Headline

Presiden Prabowo berupaya melindungi nasib pekerja.

Fokus

Laporan itu merupakan indikasi lemahnya budaya ilmiah unggul pada kalangan dosen di perguruan tinggi Indonesia.

Tangguhkan Parlemen Inggris, Johnson Dikecam

Fajar Nugraha
29/8/2019 08:51
Tangguhkan Parlemen Inggris, Johnson Dikecam
Warga Inggris menggelar aksi demonstrasi di luar kantor Perdana Menteri di Downing Street memprotes penangguhan parlemen.(AFP/DANIEL SORABJI)
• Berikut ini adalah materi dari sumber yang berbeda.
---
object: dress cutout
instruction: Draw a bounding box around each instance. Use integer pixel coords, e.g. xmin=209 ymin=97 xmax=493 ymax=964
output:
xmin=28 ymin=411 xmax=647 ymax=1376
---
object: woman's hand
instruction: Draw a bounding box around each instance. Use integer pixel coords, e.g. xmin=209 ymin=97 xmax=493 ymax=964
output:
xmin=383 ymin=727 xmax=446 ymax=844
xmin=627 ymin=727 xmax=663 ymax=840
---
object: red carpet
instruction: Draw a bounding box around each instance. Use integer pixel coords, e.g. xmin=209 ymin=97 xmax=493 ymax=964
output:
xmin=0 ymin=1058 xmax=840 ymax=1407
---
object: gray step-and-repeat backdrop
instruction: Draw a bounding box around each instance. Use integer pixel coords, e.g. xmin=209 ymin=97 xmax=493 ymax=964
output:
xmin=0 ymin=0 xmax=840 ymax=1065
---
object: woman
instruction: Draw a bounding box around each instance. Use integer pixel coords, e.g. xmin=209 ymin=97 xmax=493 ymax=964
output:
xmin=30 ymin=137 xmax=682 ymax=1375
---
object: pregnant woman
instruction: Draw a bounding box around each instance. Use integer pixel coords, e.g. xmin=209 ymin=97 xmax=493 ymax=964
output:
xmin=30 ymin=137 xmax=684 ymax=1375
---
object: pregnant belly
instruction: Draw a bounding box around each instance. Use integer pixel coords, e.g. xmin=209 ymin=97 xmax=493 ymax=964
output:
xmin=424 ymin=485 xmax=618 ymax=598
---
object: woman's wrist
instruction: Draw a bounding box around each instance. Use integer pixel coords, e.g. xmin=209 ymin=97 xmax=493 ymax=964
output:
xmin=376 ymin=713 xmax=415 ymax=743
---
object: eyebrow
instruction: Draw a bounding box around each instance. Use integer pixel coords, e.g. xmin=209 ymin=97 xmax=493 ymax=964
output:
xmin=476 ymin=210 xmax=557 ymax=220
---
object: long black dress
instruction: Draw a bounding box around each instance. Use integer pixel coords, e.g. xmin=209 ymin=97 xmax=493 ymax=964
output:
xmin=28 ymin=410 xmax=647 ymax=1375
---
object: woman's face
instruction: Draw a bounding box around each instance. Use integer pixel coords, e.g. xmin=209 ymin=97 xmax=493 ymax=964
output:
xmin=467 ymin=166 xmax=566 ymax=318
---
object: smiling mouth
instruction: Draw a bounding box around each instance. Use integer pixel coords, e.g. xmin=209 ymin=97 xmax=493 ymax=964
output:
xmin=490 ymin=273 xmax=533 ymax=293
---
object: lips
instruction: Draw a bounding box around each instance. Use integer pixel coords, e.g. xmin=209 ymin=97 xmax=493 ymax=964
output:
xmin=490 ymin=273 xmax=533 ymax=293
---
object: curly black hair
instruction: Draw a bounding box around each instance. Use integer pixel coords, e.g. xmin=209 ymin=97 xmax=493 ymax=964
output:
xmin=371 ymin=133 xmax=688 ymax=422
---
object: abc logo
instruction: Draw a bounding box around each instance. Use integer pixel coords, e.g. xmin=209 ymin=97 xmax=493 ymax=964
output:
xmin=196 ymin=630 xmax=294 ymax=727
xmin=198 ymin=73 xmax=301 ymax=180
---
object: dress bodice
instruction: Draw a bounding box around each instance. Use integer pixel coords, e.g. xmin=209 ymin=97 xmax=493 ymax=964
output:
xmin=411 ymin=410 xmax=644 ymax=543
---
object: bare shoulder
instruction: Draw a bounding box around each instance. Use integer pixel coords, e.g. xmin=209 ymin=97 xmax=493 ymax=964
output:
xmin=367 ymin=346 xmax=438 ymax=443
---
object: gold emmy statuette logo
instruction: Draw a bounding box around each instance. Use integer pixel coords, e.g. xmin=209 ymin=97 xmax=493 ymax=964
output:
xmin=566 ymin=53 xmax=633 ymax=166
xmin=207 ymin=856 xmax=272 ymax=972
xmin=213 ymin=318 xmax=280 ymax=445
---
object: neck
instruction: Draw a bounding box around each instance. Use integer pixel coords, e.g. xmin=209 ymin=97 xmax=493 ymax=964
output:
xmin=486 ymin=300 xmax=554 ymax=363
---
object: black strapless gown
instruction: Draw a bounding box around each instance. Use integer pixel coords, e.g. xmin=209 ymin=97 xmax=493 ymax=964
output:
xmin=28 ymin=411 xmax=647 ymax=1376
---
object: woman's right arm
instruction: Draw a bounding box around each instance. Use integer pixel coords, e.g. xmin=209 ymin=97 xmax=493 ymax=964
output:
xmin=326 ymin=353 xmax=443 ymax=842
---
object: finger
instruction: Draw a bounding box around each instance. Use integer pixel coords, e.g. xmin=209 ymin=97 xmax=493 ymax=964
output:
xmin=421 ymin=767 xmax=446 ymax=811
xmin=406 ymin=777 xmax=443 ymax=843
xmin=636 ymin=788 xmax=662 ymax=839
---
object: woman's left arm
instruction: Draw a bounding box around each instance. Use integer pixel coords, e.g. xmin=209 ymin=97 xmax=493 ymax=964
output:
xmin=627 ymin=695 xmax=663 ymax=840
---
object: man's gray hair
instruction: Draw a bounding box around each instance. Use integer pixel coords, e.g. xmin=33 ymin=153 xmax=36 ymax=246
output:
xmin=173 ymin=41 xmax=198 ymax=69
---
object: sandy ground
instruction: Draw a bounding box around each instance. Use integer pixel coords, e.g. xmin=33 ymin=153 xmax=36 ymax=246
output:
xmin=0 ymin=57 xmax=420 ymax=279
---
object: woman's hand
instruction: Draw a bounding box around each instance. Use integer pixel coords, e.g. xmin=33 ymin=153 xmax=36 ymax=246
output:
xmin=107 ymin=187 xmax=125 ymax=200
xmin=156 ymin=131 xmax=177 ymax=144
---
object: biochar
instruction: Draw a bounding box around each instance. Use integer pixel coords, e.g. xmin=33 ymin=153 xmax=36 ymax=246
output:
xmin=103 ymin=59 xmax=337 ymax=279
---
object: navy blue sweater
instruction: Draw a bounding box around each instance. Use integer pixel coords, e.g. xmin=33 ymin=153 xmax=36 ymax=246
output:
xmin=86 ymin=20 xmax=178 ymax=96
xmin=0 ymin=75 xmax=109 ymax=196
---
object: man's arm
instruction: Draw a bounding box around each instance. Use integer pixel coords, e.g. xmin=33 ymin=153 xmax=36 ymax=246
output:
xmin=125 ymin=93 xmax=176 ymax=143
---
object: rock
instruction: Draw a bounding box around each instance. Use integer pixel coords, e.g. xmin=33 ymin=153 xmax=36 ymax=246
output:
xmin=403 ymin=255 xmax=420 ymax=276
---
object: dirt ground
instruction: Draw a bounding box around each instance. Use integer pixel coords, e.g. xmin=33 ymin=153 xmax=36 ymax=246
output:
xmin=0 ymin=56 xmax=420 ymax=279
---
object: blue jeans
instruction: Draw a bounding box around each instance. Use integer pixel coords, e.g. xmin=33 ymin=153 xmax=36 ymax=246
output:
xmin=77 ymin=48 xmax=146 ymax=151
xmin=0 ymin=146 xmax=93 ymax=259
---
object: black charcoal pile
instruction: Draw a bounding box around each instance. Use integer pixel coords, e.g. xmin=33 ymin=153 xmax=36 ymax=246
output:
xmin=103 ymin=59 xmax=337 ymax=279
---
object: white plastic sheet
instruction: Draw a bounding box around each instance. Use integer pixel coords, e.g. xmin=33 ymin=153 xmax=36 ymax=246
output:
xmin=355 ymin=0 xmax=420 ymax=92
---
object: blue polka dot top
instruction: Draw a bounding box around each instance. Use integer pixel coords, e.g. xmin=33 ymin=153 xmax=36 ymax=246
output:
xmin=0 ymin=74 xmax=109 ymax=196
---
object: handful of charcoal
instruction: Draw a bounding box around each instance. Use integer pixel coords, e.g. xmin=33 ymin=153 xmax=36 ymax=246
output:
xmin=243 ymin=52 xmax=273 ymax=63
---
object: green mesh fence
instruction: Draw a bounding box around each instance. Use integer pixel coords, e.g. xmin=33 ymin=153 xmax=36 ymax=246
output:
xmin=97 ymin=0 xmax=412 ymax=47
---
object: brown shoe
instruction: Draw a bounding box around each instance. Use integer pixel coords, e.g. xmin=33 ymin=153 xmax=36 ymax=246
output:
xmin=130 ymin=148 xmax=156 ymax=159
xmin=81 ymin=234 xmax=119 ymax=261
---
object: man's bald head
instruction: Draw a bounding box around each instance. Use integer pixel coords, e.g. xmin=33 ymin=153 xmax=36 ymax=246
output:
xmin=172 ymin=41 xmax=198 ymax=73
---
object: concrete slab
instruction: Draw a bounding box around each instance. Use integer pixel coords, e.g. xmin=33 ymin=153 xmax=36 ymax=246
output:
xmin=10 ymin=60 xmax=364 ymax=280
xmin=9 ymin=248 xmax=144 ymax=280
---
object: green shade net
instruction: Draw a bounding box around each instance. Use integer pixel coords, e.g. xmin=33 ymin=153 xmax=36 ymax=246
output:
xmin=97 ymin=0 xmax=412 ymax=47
PERDANA Menteri Inggris Boris Johnson memicu kemarahan di kalangan politikus pro-Eropa dan anggota parlemen yang menentang Brexit setelah memaksakan penangguhan Parlemen, beberapa pekan sebelum Inggris resmi keluar dari Uni Eropa.

Akibat kabar itu, mata uang Pound sterling turun. Lawan politik Johnson, menilai aksi itu sebagai "kudeta" dan "deklarasi perang". Tetapi, politikus Partai Konservatif itu mengklaim langkah itu perlu dilakukan mengejar agenda domestik baru yang "berani dan ambisius".

Itu terjadi sehari setelah partai-partai oposisi bersumpah mencari perubahan legislatif untuk mencegah Brexit tanpa kesepakatan.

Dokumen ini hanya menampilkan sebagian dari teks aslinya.